Ensuring Your Own Application Security
"We’ve decided to push back," says Ferderer’s partner, Tim Burke, IS manager at CUNA Mutual. "Any new software we’re developing or having developed must go through an error-free scan before it’s deployed." Second, integrate the application scanners into the development process by training your developers and mandating that outside developers scan their work at predictable intervals. (This was made easier for .Net developers last February when Microsoft integrated the application scanner from Sanctum into Visual Studio .Net.)
Expect developers to freak out about that. "The first time we had one of our developers run the scan on some sample code he wrote, his eyes bugged out," says Erick Weber, vice president of enterprise information security at IndyMac Bank, which holds $9.6 billion in assets and last year earned $600 million. "He thought he wrote pretty good code, but he had created significant security holes.
"But it made him want to learn how to integrate the scanning into his development. That’s what we want. The last thing we want is to have developers continue coding the same way, run scans on their work, and then throw the code back at them and say, Hey, fix this."
...But Know Scanning’s Limitations
It would be folly to deploy app scanning and think the security problem is therefore licked. Know the limitations of these tools.
First, they don’t know what they don’t know. That is, they scan for known vulnerabilities, the most common ones. The tools will have to evolve as vulnerabilities evolve.
Second, the tools don’t know whether a flaw is dire or benign.
Third, some of these scanning apps just tell you where the holes in the roof are, some others put buckets under the holes, and still others even suggest how to patch the roof. But none of them actually fix anything.
"My concern is people buy them and think that alone fixes the problem," says Bill Guttman, director of the Sustainable Computing Consortium?a collaborative designed to protect the nation’s computing infrastructure and improve the reliability of its IT systems. "It happened with antivirus [software]. Firewalls. People develop a false sense of security."
The next generation of application scanners should address some of those issues. Plan for an ongoing investment in application scanning. A divisional IS officer at one of the nation’s largest banks (who asked not to be named) says his company will spend $30,000 to $40,000 per quarter scanning and auditing a major application.

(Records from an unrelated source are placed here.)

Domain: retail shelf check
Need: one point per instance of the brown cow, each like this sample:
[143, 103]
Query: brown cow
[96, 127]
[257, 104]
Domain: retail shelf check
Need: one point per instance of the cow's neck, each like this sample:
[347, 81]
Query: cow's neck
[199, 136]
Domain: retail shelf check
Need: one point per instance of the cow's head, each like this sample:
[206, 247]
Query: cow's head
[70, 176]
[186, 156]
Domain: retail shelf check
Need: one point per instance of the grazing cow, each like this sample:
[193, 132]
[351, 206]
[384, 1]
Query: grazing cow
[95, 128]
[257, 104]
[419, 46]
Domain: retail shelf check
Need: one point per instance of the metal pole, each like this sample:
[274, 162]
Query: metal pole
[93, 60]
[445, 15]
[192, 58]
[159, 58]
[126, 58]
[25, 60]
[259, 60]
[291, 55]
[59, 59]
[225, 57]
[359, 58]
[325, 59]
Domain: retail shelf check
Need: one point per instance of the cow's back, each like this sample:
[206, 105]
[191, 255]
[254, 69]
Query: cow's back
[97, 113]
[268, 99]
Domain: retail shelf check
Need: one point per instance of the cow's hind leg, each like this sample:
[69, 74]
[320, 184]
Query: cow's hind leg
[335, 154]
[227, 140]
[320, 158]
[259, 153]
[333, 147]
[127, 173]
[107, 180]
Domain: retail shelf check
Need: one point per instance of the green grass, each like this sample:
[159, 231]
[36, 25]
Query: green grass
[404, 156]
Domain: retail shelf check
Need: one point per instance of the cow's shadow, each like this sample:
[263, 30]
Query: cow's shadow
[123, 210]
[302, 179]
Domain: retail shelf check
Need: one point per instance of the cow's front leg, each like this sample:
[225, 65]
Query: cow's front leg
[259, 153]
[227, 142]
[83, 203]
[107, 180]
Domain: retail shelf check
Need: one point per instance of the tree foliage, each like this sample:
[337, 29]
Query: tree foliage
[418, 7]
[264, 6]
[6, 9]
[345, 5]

IndyMac’s Weber has no trouble justifying the cost. As an ancillary benefit, he uses the tools to convince both developers and his executive peers of the value of security. He says security is like pollution; no one cares until they can see it. "I can rattle off really great reasons we need application security to users and management," says Weber. "But they never really understand until they see, you know, eight buffer overflows, right there on their screen."